Kikut points to advances with ambient capabilities that enable radiologists to dictate in a completely freeform, unstructured, and narrative manner while technologies create a fully structured report in the background. In addition, he believes that better incorporation of coding in SR solutions will continue to improve accuracy and context. Noting pancreatic masses as an example, Kikut says that variations of mass description require different codes. “All of the graphic features have different codes, and that is needed not just for the purpose of searchability and the findings in reports and the data, but also for the AI,” he says.

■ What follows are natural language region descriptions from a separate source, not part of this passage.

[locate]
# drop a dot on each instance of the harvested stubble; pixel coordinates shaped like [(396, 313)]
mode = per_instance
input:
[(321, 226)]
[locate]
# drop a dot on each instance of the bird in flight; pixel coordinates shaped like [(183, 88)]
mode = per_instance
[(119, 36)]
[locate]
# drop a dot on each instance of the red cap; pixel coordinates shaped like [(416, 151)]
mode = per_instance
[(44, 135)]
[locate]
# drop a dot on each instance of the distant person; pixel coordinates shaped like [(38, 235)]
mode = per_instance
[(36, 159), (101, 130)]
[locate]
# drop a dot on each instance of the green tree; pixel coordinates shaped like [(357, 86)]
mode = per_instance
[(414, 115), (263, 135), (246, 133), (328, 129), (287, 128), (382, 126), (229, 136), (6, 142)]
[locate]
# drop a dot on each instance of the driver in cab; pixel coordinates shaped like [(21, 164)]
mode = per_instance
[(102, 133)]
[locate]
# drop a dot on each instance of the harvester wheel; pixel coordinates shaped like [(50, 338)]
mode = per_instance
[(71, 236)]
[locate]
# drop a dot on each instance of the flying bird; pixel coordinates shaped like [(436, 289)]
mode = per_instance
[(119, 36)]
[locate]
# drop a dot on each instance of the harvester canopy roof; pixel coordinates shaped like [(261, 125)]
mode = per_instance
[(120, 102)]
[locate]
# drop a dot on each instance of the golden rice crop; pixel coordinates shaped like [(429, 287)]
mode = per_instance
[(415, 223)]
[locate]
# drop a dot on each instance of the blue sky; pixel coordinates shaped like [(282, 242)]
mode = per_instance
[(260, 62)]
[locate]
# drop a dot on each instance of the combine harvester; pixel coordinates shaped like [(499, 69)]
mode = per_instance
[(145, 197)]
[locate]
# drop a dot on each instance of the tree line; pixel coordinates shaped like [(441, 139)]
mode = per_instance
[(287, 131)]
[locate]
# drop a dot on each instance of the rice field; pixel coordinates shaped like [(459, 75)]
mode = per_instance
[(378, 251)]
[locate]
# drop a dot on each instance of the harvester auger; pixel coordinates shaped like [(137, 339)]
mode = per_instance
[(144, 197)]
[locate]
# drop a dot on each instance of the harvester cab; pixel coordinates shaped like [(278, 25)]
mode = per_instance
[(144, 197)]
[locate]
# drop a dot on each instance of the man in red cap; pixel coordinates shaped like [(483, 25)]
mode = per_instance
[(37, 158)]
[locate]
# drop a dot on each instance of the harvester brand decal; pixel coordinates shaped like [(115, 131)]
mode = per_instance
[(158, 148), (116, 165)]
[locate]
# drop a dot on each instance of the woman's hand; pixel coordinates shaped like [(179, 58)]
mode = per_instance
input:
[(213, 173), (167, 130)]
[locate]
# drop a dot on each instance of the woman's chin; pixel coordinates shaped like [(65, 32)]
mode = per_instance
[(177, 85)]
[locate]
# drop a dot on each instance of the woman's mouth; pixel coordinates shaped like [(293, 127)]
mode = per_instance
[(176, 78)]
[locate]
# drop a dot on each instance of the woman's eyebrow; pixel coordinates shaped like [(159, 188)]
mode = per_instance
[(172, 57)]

The bottom line is SR will continue to play an important role in the workflow of radiologists, and there is much to look forward to on the horizon. While the amount of screen time and repetition experienced by radiologists has made SR a natural fit with documentation for this specialty, industry professionals believe that many health care organizations have just touched the surface, in terms of how they can fully leverage SR in these workflows. The ability to retrieve and apply patient context is one area that experts agree will continue to deliver value ahead.

— Selena Chavis is a Florida-based freelance journalist whose writing appears regularly in various publications, covering everything from corporate and managerial topics to health care.